The parents of a newborn with Down syndrome are tearful when they tell the nurse that the diagnosis was a surprise to them. Which statement by the parents indicates that they have some understanding of Down syndrome?
(a) “Children with Down syndrome are often fearful of strangers and have difficulty making friends.”
(b) “At some point during their life span, children with Down syndrome will need to be institutionalized."
(c) “Children with Down syndrome often become violent when they experience hormonal changes during puberty.”
(d) “There's a broad spectrum of mental capabilities and physical characteristics of children with Down syndrome.”
Answer:
(d) “There's a broad spectrum of mental capabilities and physical characteristics of children with Down syndrome.”

Rationale:
The mental abilities of Down syndrome children range from severe intellectual disabilities to low average intelligence. They also exhibit a wide range of physical features including almond-shaped eyes, a small, flat nose, a small mouth with a protruding tongue, and small ears. Many also have a single crease across the palms of their hands, short stubby fingers, and straight hair that is fine and thin. 

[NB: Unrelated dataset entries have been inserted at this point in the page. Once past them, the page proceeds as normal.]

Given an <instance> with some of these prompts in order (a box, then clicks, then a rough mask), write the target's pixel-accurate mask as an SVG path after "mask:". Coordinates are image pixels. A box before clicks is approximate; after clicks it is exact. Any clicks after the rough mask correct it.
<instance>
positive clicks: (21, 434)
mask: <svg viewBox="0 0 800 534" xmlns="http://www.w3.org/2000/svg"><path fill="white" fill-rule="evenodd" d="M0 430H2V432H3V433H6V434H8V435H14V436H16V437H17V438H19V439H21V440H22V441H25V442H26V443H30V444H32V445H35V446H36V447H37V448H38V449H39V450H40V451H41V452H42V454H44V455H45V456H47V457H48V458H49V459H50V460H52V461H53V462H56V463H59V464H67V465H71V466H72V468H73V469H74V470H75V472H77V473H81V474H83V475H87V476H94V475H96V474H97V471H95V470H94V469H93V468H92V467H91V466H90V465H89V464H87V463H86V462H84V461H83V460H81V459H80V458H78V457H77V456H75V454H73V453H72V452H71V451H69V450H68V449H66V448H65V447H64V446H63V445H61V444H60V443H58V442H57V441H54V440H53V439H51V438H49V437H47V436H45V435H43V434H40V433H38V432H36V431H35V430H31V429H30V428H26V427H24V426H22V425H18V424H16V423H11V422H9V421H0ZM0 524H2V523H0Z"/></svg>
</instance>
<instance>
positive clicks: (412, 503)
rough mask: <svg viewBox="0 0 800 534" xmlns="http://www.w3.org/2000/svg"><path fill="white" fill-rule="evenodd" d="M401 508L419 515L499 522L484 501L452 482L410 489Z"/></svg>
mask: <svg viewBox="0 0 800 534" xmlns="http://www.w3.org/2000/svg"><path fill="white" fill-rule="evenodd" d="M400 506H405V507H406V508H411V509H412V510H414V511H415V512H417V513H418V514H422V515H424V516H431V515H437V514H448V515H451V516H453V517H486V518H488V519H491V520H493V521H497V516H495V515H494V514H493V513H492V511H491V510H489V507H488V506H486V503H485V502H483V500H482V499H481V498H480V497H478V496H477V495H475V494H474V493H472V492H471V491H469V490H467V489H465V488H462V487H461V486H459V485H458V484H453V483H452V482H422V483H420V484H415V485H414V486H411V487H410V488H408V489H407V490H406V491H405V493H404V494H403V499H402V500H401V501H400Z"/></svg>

Children with Down syndrome are socially 2 to 3 years behind their peers. Many children with Down syndrome will be capable of living in group homes. They may also continue living with their parents or other family members. Children with Down syn-drome are well tempered and very friendly.

Question 188.    
A toddler is brought to the emergency department after experiencing a seizure. The child currently has the flu and has had fevers for the last 3 days. The father asks what caused the seizure to occur. What is the nurse’s best response?
(a) “Your child’s seizure was likely caused by the rapid elevation of her temperature.”
(b) “The seizure likely occurred because your child’s temperature rose beyond a personal threshold.”
(c) “Your child’s seizure was likely caused by the prolonged duration of her fevers.”
(d) “The seizure likely occurred because your child’s immune system is not developed.”
Answer:
(b) “The seizure likely occurred because your child’s temperature rose beyond a personal threshold.”

Rationale:
Febrile seizures usually occur during the rise in temperature and are related to the peak of the temperature rather than the rapidity or duration of elevation. When children experience febrile seizures, fevers usually exceed 38.0°C (100.4°F). Febrile seizures are not related to the rapidity or duration of elevation. Febrile seizures are most common among children 18 months to 3 years but are not related to the maturity of their immune system.

Question 189.
Thirty minutes ago, a term multigravida was 5 cm dilated, 100% effaced, and -1 station. She is now visibly uncomfortable and states that she needs to get up for a bowel movement. What is the best nursing intervention?
(a) Assist the client up to the bathroom.
(b) Reassure the client that the sensation she is feeling is due to pressure from the fetal head.
(c) Perform another sterile vaginal exam on the client.
(d) Notify the health care provider (HCP) of the client’s pain.
Answer:
(a) Assist the client up to the bathroom.

Rationale:
This client could have progressed rapidly and is now ready to deliver her infant. A sterile vaginal exam is indicated prior to getting her up to the bathroom to determine if she is fully dilated. If she is ready to deliver, she could be reassured that the sensation she is feeling is due to pressure from the fetal head. If her cervix exam is unchanged, she may need pain control interventions. The nurses’ assessment findings then should be discussed with the client and the HCP.